Expanding the P1V's instruction set (A Poor mans P2)
ozpropdev
Posts: 2,792
Hi All
Here's a experiment in expanding the P1 instruction set with only a slight change to the architecture.
The expansion was achieved by re-purposing the "IF_NEVER" condition to select an alternative function.
This means any standard propeller tool can be used to compile the new code.
The only PASM instruction that needs changing would be a NOP which simply can be replaced with
something like OR 0,0.
The example code adds 16 instructions to the existing instruction set. These instructions are simply
some experimental ones I conjured as part of my adventures in Verilog. Included is a PASM test program
and some notes on the added instructions.
Code was testes on a DE0-nano @ 80MHz clock. I imagine adding even more instructions may cause
some fmax drama with so many muxes. Lets see what happens... maybe adding some finite state machines
might be next on the list. This FPGA stuff is addictive.
Cheers
Brian
Here's a experiment in expanding the P1 instruction set with only a slight change to the architecture.
The expansion was achieved by re-purposing the "IF_NEVER" condition to select an alternative function.
This means any standard propeller tool can be used to compile the new code.
The only PASM instruction that needs changing would be a NOP which simply can be replaced with
something like OR 0,0.
The example code adds 16 instructions to the existing instruction set. These instructions are simply
some experimental ones I conjured as part of my adventures in Verilog. Included is a PASM test program
and some notes on the added instructions.
Code was testes on a DE0-nano @ 80MHz clock. I imagine adding even more instructions may cause
some fmax drama with so many muxes. Lets see what happens... maybe adding some finite state machines
might be next on the list. This FPGA stuff is addictive.
Cheers
Brian
Comments
Will look at your code later.
Sounds like a great direction, as MORE opcodes (but keeping binary compatible) is an important way to extend P1V.
Some can be quite low Logic cost -
examples like WAIT expanded to include edge sense (not just HI LO), and a 'paired' opcode that allows WAITCNT to delay one opcode, and run in parallel with the next opcode (typically WAIT Hi/Lo/Edge), would allow compact timeouts still with HW granularity.
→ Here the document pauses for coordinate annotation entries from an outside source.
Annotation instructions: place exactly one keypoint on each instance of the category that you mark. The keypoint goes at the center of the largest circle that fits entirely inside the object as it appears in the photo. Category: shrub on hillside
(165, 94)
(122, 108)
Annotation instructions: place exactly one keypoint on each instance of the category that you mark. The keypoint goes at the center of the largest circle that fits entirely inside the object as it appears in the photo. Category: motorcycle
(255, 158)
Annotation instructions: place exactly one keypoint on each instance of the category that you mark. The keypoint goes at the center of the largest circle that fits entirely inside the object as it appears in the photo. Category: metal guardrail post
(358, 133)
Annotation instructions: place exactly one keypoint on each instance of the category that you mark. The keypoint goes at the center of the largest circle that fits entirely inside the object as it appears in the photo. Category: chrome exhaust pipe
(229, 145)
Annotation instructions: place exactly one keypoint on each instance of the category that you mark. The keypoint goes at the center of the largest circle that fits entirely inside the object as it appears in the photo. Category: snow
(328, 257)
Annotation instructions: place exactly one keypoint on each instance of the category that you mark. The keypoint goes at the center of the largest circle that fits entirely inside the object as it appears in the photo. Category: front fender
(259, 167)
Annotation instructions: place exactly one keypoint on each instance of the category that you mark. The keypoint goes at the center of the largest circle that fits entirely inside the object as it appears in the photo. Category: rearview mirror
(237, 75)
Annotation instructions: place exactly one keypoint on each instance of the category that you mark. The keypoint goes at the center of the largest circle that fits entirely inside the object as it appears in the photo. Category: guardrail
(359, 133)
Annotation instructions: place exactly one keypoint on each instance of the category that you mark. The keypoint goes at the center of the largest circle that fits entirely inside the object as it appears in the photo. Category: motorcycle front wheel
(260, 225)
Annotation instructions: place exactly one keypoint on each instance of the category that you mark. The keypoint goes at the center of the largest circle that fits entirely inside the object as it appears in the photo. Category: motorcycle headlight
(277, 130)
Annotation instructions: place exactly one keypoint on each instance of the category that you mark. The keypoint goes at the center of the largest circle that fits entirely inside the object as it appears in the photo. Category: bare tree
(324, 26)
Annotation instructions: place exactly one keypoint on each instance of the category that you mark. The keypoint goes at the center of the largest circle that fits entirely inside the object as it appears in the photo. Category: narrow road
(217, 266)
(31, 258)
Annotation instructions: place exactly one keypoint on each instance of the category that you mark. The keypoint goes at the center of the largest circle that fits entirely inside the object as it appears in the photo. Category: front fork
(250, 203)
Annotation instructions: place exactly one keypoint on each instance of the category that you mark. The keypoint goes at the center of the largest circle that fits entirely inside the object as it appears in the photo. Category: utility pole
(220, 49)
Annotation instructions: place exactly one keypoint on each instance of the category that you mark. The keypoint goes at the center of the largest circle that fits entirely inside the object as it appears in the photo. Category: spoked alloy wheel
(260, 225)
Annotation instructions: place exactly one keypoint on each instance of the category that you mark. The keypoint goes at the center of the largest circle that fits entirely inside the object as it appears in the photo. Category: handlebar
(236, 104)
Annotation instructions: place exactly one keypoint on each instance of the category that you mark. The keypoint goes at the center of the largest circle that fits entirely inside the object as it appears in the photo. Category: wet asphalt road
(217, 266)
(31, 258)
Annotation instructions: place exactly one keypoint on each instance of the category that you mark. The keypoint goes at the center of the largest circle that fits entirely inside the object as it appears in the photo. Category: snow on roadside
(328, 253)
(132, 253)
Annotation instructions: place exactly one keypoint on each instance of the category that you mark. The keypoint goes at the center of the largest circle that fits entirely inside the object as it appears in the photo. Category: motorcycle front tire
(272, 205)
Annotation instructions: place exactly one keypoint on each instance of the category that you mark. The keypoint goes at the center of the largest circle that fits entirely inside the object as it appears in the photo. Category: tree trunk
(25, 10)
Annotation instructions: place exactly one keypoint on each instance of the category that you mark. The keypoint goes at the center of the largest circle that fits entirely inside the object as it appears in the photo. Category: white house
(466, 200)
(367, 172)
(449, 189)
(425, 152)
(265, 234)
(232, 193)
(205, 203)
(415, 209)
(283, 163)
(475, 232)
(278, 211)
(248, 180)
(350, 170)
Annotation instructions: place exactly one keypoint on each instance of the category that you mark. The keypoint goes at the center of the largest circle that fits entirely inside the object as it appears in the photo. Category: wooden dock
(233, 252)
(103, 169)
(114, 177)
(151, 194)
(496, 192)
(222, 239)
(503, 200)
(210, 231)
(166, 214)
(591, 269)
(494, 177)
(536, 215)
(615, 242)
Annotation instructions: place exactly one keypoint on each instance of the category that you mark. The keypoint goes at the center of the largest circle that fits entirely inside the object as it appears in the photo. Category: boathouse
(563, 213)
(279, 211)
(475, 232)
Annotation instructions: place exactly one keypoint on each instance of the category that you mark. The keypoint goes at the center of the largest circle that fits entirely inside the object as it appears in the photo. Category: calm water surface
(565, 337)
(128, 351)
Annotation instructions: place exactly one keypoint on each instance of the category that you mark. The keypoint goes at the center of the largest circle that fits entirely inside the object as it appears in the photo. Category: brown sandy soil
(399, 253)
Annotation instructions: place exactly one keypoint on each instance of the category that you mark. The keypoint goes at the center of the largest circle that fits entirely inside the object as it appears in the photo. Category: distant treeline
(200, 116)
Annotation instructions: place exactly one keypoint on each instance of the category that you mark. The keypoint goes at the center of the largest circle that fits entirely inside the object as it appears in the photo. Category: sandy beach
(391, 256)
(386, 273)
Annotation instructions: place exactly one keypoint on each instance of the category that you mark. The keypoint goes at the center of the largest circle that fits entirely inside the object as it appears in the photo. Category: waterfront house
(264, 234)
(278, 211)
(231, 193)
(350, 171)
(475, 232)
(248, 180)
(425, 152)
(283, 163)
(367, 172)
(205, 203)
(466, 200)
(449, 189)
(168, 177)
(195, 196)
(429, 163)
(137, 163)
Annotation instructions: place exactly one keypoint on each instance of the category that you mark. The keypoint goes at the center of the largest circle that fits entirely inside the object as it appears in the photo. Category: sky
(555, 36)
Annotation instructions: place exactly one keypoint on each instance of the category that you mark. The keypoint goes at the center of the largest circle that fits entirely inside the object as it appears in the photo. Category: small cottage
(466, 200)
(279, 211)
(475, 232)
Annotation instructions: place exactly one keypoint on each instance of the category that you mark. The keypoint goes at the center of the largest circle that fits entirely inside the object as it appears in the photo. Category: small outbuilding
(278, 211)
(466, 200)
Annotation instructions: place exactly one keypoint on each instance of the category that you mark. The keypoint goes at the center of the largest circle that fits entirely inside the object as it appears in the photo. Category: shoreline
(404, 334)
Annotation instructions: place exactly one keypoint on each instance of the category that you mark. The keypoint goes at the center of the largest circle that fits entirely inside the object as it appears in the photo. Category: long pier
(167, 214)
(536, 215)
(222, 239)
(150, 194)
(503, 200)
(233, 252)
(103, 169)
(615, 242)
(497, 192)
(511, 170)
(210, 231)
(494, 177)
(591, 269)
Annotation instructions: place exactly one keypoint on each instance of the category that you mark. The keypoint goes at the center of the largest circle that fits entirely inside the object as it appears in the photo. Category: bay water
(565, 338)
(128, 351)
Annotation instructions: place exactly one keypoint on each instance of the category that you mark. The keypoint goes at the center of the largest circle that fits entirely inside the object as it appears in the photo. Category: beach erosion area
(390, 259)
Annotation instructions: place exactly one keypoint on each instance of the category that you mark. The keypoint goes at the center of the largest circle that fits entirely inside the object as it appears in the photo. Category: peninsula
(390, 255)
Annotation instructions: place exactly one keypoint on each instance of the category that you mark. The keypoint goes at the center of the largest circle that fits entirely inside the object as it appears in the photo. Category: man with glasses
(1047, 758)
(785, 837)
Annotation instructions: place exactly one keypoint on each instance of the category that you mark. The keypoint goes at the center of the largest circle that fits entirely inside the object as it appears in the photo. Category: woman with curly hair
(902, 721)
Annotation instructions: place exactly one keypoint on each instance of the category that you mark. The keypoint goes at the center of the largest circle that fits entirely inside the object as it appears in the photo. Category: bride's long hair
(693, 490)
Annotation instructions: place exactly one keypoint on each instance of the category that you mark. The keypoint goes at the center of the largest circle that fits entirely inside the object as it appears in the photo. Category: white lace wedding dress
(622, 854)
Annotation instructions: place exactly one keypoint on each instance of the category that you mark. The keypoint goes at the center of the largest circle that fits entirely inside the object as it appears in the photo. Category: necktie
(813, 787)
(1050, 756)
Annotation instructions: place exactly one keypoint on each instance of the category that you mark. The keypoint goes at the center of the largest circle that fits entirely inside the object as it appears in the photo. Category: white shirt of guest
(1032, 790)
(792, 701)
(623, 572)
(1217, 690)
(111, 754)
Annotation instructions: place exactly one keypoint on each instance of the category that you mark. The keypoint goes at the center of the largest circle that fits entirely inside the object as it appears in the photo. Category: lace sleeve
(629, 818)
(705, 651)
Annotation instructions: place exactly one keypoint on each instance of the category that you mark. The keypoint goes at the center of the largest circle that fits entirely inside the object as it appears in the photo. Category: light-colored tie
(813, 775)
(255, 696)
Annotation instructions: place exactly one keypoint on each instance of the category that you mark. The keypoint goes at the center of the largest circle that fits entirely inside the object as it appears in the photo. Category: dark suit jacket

Opcodes that support the inner-most loops of byte-code languages would also boost performance.
It seems that no two implementations of P1V are the same. We all have different hardware and different ideas/applications for them.
Some have video removed, less cogs, 64+ IO pins, video added, etc.
As MUL,MULS,ENC and ONES are non standard P1 opcodes their allocation seems to be available for "whatever".
The plan was to make the COGS as close to 100% compatible as possible. This method effectively doubles the available opcodes.
Making some custom "SPIN" instructions may also make it possible to shrink its size to allow some headroom for SPR expansion.
It will be interesting to see what gains can be made.
Cheers
Brian
Don't forget that the SYSOP instruction could be expanded into more opcodes.
I would even go as far as saying we could make this instruction binary incompatible with P1 if necessary ???
I like the idea of using PAR & CNT as special write registers.
There wasn't much use of them in P1 ASAIK. I used them in my spin/pasm debugger, together with INA & INB.
However, we likely want to keep INA, INB, DIRA & DIRB for masks.
It is a worthwhile exercise just to see how much logic (ie die space) is consumed by all these extra instructions. We don't want to make a "hot" P2 though!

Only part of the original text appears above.